Même la Niva a été modifiée pour les besoins du marché anglais. Les premières VAZ-21212 sont arrivées en Angleterre en 1978 mais il s’agissait exclusivement de voiture à conduite à gauche. Les Anglais ont dû attendre encore cinq ans avant de pouvoir avoir des conduites à droite ! Cela s’explique simplement. A l’époque, la Niva était considérée en Europe comme un très bon tout-terrain. Il y avait assez d’étrangers voulant acheter ce 4x4 et la direction de l’usine n’avait donc pas besoin de s’embêter avec une version à conduite à droite.

Ensuite, on ne sait malheureusement pas exactement combien de Niva LHD (Left Hand Drive) ont été construites mais il est clair qu’il y en a eu beaucoup. En 1987, il y a même eu une version « luxe » de la VAZ-21212 appelée Lada Niva Cossack.
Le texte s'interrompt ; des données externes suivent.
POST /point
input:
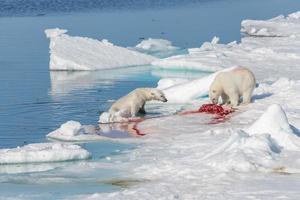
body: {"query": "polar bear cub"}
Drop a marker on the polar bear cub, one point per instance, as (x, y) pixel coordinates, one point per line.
(232, 85)
(134, 102)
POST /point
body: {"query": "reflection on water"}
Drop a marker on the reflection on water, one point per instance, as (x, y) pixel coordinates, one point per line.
(42, 7)
(173, 73)
(65, 82)
(35, 102)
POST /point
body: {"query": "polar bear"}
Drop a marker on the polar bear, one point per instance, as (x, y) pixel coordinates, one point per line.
(134, 102)
(232, 85)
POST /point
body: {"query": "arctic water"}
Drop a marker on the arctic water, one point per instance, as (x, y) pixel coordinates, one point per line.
(34, 101)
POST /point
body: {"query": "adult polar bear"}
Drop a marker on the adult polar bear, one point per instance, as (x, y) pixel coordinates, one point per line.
(232, 85)
(131, 104)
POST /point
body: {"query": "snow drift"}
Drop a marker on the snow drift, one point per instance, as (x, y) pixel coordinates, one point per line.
(43, 152)
(81, 53)
(74, 131)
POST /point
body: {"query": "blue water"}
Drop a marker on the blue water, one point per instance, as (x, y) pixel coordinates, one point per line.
(33, 102)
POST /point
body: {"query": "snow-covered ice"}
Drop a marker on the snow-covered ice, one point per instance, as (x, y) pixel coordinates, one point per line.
(43, 152)
(274, 122)
(156, 47)
(81, 53)
(279, 26)
(74, 131)
(185, 91)
(253, 154)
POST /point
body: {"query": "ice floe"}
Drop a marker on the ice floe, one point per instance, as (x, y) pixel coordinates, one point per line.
(169, 82)
(188, 90)
(74, 131)
(279, 26)
(186, 157)
(274, 122)
(260, 54)
(43, 152)
(156, 47)
(81, 53)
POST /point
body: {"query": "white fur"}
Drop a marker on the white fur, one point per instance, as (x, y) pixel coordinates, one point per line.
(232, 85)
(134, 102)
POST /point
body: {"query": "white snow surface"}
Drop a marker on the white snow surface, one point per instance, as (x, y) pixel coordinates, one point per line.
(278, 55)
(185, 91)
(253, 154)
(156, 47)
(279, 26)
(74, 131)
(82, 53)
(43, 152)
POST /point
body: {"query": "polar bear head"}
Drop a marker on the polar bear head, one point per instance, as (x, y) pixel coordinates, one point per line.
(155, 94)
(214, 96)
(215, 92)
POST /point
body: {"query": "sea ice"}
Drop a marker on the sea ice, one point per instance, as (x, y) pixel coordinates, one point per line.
(189, 90)
(74, 131)
(274, 122)
(169, 82)
(43, 152)
(81, 53)
(279, 26)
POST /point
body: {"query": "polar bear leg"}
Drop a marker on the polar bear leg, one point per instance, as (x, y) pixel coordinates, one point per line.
(225, 99)
(134, 110)
(233, 98)
(247, 96)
Elle comptait de nombreuses différences avec la version de base - c’est l’intérieur qui évoluait le moins - et de nombreux équipements pas nécessairement des plus pertinents.

Anecdote intéressante : la 12 millionième VAZ produite le 6 juillet 1989 était une Deviatka (une Samara VAZ-2109). En général, la Samara a connu une bonne demande en Europe. En soi, la voiture était bien assemblée, fiable et bien équipée. A l’époque elle coûtait moins cher que ses concurrentes directes. Il n’y a qu’une seule chose que les Britanniques n’aimaient pas : les vibrations excessives et la mauvaise qualité de ses plastiques intérieurs. En 1994, est apparue en Angleterre la série spéciale Lada Samara Juno. Elle se distinguait de la Samara normale par son kit carrosserie aérodynamique plaisant avec un aileron sur le coffre, ses seuils de porte sérigraphiés Juno et ses jantes 14 pouces. Son toit ouvrant, le système audio Blaupunkt et son volant sport étaient du dernier chic.
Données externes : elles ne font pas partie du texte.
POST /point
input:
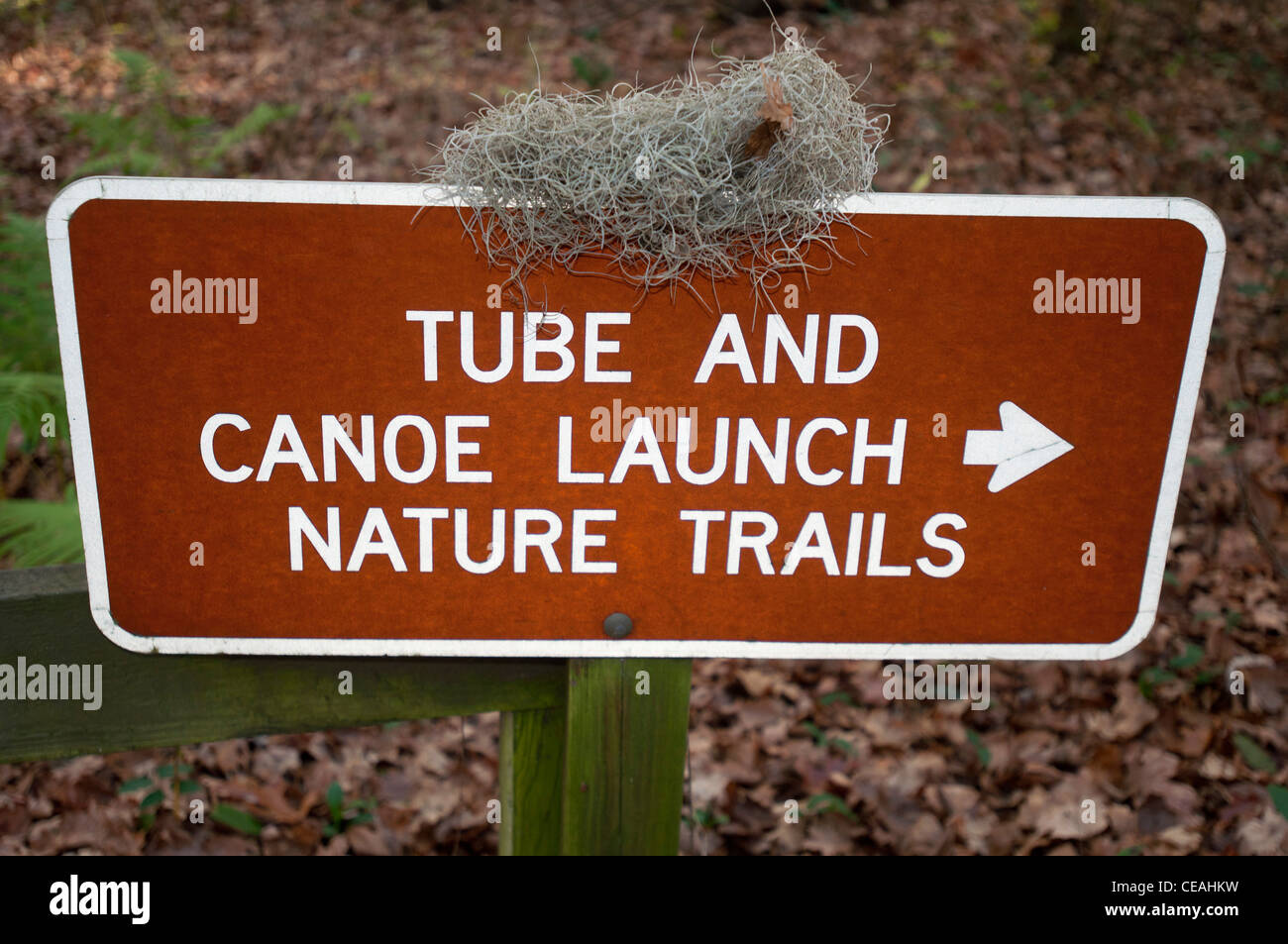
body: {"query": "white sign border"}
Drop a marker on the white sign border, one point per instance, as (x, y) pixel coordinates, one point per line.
(80, 192)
C’est avec cette Juno que l’histoire de la conquête du marché britannique s’est achevée. Dans les années 90, AvtoVAZ a connu des moments très difficiles. La priorité n’était plus donnée aux marchés étrangers et la version à conduite à droite de la « Deciatka » (Lada 110) n’a même pas été développée. Le marché britannique conquis après tant d’efforts a été perdu très rapidement et depuis AvtoVAZ n’y est jamais retourné.

Lu sur : http://svpressa.ru/auto/article/139599/
Adaptation VG

(*) NDT : ce terme, contraction de Pravorulie est employé fréquemment pour désigner l’envie indicible de rouler dans une voiture japonaise d’occasion dans les provinces de Russie Orientale.